Nella fase di separazione-individuazione (Mahler) la costanza dell’oggetto viene raggiunta tra i 3-4 anni,
ma qui questo aspetto fallisce: la separazione è intrapsichica e permette di percepirsi come separato
dall’altro, quindi entro i 2 anni c’è una fase di esplorazione e sperimentazione, entro i 3 anni segue la
fase di riavvicinamento e parallelamente anche di maturazione della costanza dell’oggetto grazie
all’avvicinamento e al ritrovo del caregiver. Se io ti ritrovo, posso alimentare in me una
rappresentazione costante di te che resti autonoma anche di fronte alle piccole frustrazioni (se non mi
rispondi al telefono non penso che non mi vuoi più e che quella relazione va male, ma che forse hai da
fare e sei fatto così, e so che mi vuoi bene anche se a volte non mi rispondi).
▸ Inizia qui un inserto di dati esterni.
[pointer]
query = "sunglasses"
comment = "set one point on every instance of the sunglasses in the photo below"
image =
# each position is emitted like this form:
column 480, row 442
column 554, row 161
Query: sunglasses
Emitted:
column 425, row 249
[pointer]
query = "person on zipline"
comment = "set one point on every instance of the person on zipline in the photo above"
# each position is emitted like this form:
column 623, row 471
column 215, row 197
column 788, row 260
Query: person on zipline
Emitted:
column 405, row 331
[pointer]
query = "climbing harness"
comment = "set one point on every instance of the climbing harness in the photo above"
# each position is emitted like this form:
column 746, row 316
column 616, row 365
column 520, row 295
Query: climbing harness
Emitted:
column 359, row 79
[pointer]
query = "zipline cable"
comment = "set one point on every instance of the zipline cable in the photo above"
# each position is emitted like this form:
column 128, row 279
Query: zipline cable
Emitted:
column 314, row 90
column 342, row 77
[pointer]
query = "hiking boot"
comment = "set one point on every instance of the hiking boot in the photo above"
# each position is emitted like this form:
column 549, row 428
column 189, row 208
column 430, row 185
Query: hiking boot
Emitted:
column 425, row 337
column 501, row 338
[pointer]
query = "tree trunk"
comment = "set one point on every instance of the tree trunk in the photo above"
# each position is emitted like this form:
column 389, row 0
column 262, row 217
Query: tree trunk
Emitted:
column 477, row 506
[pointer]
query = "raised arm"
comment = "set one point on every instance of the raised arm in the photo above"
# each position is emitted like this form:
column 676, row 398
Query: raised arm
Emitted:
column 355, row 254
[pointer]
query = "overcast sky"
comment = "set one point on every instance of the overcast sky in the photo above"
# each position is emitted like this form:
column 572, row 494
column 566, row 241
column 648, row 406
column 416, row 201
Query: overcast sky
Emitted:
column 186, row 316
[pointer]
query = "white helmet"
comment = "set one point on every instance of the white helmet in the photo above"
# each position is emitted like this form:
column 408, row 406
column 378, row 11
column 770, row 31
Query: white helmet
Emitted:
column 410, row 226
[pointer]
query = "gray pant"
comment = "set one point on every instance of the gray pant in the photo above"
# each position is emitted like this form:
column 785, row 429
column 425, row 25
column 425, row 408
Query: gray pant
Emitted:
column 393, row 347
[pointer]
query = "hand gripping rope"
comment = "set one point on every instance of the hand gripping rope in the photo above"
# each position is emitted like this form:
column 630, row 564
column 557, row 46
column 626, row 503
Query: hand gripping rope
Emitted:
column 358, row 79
Invece, nel borderline ogni
volta vengono messe in dubbio la presenza e la rappresentazione in cui è chiusa la matrice relazionale
che accomuna quell’affetto, da cui deriva uno stato di angoscia.
- La persona bulimica sembra che mangi qualunque cosa, ma il cibo è affetto, quindi si riempie di affetto
sapendo che è un surrogato, tant’è vero che poi sta male e lo vuole vomitare; anche il paziente
borderline mangia in qualsiasi modo le persone che sono oggetto del suo affetto
- La fase di riavvicinamento propedeutica alla formazione dei processi che permettono la costanza di
quell’antico oggetto d’amore (la mamma, il papà, le persone intime e vicine e poi tutti gli altri) è fallita,
quindi immaginiamo un genitore fortemente disfunzionale (abusi fisici, sessuali, relazionali costellano le
biografie di questi pazienti): nessuno come i pazienti con disturbo borderline non ha subito abusi
rispetto agli altri quadri psicopatologici, a eccezione dell’antisociale che è peculiare in termini di abusi
fisici (abusi relazionali nel caso del narcisista). Immaginiamo un genitore borderline a basso
funzionamento, dispotico o sadico, per cui il messaggio incoerente è coerente solo nella punizione del
ritorno e nello scoraggiamento dell’emancipazione: il genitore dice “non andare”, il bambino per una
sua spinta biologica, fisiologica ed evolutiva si allontana, se il bambino va via il genitore sta male e
quando torna non lo vuole più (“sei voluto andare via, e là stai”), dopo un po’ come se niente fosse lo
riaccoglie, poi il bambino va via di nuovo e il genitore “ancora vai via, maledetto che mi abbandoni così”
e quando torna di nuovo “stai da solo”. Sono terribili la punizione e il non accoglimento dopo la fase di
esplorazione per la costruzione di una base sicura dopo una spinta naturale della vita per cui noi siamo
separati dall’altro e scegliamo da persone libere di tornare. È un dono continuamente rifiutato. È un
fallimento gravissimo che porta molta rabbia e frustrazione e nuclei dissociati del sé, perché è difficile
immaginare che il genitore che alimenta la fase di allontanamento poi sia lo stesso che ti abbraccia
nella fase di ritorno.
- Meccanismi di difesa: forte scissione come meccanismo patognomonico, a volte anche dissociazione,
che salverà la parte di genitore buono che altrimenti sarebbe troppo corrosa da un’elaborazione
depressiva insostenibile per un bambino per cui c’è una parte buona ma anche una cattiva che lo odia
quando se ne va e non gli permette di ritornare. Il bambino potrebbe depressivamente accogliere il
fatto di avere un genitore sadico che però ha delle parti buone: forse è più facile tenerlo diviso, e
questo salva al momento ma compromette un funzionamento adulto. Capiamo allora la rabbia e i
disperati tentativi di preservazione da un abbandono, anche perché quando si torna non possono
esserci distacco o separazione altrimenti non può esserci un riavvicinamento: sarebbe una catastrofe.